Earlier this year the people of Norway were given some good news. The country’s central bank announced that in 2013 the market value of its giant oil fund increased by more than $200 billion US dollars. The windfall came partly from returns on the fund's investments, partly from new capital transferred by the government to the oil fund, and partly due to a weaker krone exchange rate. “We are all millionaires now!” announced one countryman in response to the news – and he was not kidding (…if you convert the funds into Norwegian kronas). With over $850 billion US dollars in assets, Norway’s “Government Pension Fund Global” (GPFG), also simply called the “Oil Fund”, is the largest sovereign wealth fund of any country in the world. With a population of a mere 5 million, the $850 billion work out to $170,000 (1.020 million kronas; 2015 figures) for every woman, man and child in Norway. One billion dollars in earnings pass through the fund’s office in the Norwegian Central Bank each week. The bank expects the fund to exceed US $1 trillion by 2020. Current assets are already more than 1.5 times larger than Norway’s GDP.
There are several countries in the world that draw revenue from their oil wealth.

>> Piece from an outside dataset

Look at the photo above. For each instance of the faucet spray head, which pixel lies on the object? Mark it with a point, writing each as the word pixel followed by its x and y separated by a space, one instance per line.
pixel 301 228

From Saudi Arabia to the USA to Venezuela to Angola and Canada, some squander their profit, many lose it to corruption, in North America we lower income taxes for political expediency while others reinvest. Norway stands out in the crowd because it saves every penny of it. The oil fund is where surplus monies (e.g. royalties and taxes) generated by Norway’s oil and gas industry are deposited. Despite its enormous fiscal reserves, the country still maintains high income, consumption and gasoline taxes. Gas, for example, is $2.50 per litre ($9.45 per gallon; 2015 figures).
Across party lines Norway’s politicians agree: the stewardship for the country’s oil and gas wealth is theirs’ to uphold. Eventually, the oil and gas reserves are going to run out. Upcoming generations will depend on the prudent and careful management of this country’s wealth to ensure the availability of future social programs and the solidity of a good infrastructure.
With the latest jump in the fund’s assets, Norway is finding out: with wealth comes responsibility – and scrutiny. The fund wields enormous power. Norway’s fund exposure in Europe is approximately 50%, owning on average 2.5% of every listed company in Europe.
Of course, as globally thinking, highly ethical and socially responsible political leaders, the Norwegian government wants its noble principles reflected in the way the fund is managed. After all, with this level of wealth, the country is able to flex its muscle to affect real change in the world on ethical, environmental and human rights issues:
· Out with shares of companies that use child labour!
· Drop nuclear weapon producers and tobacco companies from the portfolio!
· In with green energy research and development
· Away with coal, gas and oil producers!
Wait a minute – is that right? Isn’t the entire fund based on gas and oil industry earnings? In fact, the Norwegian government recently announced the expansion of the Ekofisk oil field in the North Sea and Norway’s involvement in Alberta’s oil sands project. And what about recent statistics that place Norwegians close to the top on the list of the world’s worst polluters?
Still, despite this rather warped perspective on ethical investing, Norway’s huge oil fund is a testament to the foresight, savvy and discipline of the Norwegian people. In 100 years from now, when other oil and gas producing nations (Canada included) will be wondering where all that money has gone after their natural resources have been depleted, Norway will be benefitting from an enormous trust that sustains their people and the nation’s infrastructure.